Ces remarquables analyses – et très utiles – seront publiées en 3 fois, ce jour et les deux suivants. Avec l’aimable accord de la Nouvelle Revue Universelle où elles sont parues précédemment – dernière livraison.
Après un demi-siècle, je n’ai rien à retrancher de ce que j’ai écrit en 1971 sur Pays réel / pays légal.*
Mais j’ai quelques re0marques à formuler…
3. Réadapter la formulation des thèmes de propagande
Ces thèmes ont été largement partagés en France au début du XXe siècle, l’antimaçonnisme par les catholiques, et l’antijudaïsme par une proportion importante de la population. Il faut continuer à s’en servir pour analyser la situation d’une manière concrète et réaliste. Mais il faut renoncer à faire campagne sur ces thèmes. Moins par crainte de la répression des « lois mémorielles » que parce que cela s’avère contre-productif. Dans toute stratégie politique, il faut « désigner l’adversaire », certes oui. Mais cette tâche s’avère plus difficile qu’il n’y paraît. Passons sur la laideur éthique de la jalousie qui sous-tend la dénonciation des communautés florissantes ; puisque nous sommes minoritaires (catholiques, nationalistes, que ce soit au sens maurrassien ou barrésien du terme, etc.), il vaut mieux pratiquer à notre tour les solidarités communautaires plutôt que de sombrer dans le ressentiment (1). Cela évitera les amalgames (2) trop faciles…

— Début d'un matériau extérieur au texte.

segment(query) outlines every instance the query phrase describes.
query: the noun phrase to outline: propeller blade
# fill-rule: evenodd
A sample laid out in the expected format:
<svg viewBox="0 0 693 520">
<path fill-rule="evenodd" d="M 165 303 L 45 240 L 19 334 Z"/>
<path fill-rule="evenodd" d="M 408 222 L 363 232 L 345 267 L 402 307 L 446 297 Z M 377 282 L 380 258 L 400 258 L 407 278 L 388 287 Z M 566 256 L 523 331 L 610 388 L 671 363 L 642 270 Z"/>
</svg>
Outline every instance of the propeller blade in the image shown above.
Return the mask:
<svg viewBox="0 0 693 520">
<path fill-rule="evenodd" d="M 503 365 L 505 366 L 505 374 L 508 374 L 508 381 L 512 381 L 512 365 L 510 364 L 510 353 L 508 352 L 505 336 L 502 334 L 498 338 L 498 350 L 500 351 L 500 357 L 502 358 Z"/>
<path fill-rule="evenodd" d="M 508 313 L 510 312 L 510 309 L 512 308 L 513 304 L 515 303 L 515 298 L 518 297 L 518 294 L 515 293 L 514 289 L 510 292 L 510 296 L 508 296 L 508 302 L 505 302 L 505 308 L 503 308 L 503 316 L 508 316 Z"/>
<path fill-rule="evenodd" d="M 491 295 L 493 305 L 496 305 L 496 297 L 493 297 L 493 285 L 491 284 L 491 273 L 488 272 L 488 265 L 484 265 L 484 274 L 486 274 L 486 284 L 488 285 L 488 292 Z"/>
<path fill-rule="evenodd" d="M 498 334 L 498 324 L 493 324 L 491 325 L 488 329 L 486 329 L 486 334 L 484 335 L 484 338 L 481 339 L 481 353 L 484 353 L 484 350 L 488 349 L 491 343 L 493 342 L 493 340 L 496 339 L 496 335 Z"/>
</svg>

On ne peut obliger quelqu’un à ne se voir qu’en « bon sauvage » jacobin
On pourrait parler du catholicisme en France comme de l’un des « États confédérés » (3). L’appareil dominant de l’Église de France, héritier du « clergé jureur » et du clergé rallié est un soutien évident du Régime, de sa religion du « progrès » et de ses objectifs de « libération de l’individu ». Dans le domaine politique, cet appareil s’oppose directement au bien commun de la France sur trois points capitaux : l’européisme (depuis Pie XII et la « sainte économie romaine germanique »), le mondialisme (d’un Paul VI à l’ONU) et l’immigrationnisrne (dogme central de la « religion » politique du pape François).
Cela peut nous amener à abandonner un certain ultramontanisme auquel étaient attachés les contre-révolutionnaires du XIXe siècle et retrouver des positions plus « gallicanes » (les Cristeros [4] mexicains ont su ce qu’il en coûte de suivre aveuglément la politique vaticane).
Mais il serait absurde d’attaquer tous les catholiques par patriotisme alors que « la Manif pour tous » a montré que c’était une des cartes possibles de redressement national.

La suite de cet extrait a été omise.